Lacking Mental-maintenance: LonelinessMy life would have been very colorful if I have all my mental-maintenance activities checked. But I don't. As a student near graduating, I filled my days with so many hectic activities. So many times it choked me up to the point that I would have anxiety problems, because of deadlines pounding my head. Aside from that I have a part time job at my school. The job is very easy, and I have a lot of freetime to do my school work. I have no problem with school and work life. It is going very good in fact. Graduating in a few months, great portfolio, great connection and resume. But I cannot pretend the lingering feeling that I have an empty part of me that needs to be filled.
I have a boyfriend, live alone, my parents/family are on the other side of the world. Life is, very alone and lonely. Since I live in a big city, everyone else is busy. They already have their own business. I spend most of my days and nights alone. When I am in school, I stare at the computer screen as long as I am awake, since i am doing visual communication.
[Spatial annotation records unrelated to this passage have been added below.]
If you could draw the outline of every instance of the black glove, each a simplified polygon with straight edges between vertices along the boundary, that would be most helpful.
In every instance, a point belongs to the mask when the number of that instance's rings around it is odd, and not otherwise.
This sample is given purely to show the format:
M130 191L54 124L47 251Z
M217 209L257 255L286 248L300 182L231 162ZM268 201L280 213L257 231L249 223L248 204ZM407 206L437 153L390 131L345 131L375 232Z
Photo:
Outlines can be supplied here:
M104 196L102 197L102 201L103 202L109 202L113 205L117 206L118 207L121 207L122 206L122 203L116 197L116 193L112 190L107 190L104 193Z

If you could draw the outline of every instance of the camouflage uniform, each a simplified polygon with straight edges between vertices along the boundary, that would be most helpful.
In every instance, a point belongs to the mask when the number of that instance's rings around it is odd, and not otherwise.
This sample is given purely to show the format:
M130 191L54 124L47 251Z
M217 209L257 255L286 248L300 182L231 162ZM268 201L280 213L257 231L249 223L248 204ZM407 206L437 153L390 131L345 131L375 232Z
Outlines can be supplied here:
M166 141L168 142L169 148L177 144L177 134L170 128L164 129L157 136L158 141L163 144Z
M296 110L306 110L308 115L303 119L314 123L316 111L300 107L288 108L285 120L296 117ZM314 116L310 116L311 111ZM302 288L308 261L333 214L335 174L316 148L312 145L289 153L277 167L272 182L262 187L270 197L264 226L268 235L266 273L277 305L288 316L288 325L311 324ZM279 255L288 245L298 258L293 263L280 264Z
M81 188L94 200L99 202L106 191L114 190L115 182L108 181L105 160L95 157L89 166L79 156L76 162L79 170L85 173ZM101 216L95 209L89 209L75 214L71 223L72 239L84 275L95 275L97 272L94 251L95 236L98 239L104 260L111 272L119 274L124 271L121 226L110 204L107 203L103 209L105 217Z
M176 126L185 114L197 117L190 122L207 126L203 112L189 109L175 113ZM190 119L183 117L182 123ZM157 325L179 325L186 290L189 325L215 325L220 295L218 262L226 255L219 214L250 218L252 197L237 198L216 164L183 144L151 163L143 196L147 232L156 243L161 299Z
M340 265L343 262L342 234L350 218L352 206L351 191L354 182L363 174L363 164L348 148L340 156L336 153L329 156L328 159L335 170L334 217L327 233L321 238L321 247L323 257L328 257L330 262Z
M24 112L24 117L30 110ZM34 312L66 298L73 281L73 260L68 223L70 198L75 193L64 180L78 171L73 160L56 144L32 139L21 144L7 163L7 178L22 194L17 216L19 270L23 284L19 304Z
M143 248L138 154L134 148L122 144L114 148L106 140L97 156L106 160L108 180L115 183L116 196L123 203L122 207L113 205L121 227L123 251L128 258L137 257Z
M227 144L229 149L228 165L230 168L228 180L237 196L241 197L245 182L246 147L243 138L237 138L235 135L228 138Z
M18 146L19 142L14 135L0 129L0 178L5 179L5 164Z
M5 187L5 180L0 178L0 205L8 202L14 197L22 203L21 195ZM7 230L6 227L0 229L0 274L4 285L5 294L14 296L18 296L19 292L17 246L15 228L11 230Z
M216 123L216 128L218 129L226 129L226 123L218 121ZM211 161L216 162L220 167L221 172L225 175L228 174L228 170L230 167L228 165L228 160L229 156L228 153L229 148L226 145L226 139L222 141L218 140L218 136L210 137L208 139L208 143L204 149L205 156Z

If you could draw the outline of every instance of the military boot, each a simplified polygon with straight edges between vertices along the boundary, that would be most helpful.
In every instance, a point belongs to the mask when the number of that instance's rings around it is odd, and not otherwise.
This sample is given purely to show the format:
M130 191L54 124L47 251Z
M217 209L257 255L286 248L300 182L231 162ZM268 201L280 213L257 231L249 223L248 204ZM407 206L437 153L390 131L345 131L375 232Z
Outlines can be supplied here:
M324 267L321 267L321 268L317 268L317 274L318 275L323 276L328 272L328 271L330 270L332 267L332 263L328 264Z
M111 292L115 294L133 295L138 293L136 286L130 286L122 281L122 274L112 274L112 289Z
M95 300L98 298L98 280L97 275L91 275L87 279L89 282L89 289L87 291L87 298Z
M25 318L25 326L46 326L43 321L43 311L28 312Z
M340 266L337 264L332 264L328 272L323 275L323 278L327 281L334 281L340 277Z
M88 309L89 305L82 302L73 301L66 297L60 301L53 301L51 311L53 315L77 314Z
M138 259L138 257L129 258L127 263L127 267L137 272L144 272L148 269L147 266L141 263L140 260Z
My life on one hand, seemed so full, so happy and successful. But on the other side, it is very hollow and empty. Seems like I have no foundation that hold me together, and it is making me fall apart easily.
I traveled accross the world to find great teachers, only to find that teacher has been myself . I am smart, good, and very lonely. I long for daily interaction with someone, just like when you have a family. Meet that person daily... only with that I feel like my life is getting somewhere. If not, I just feel like running in a race that never ends, no home to go home to. I am still looking for something to fill my emptiness.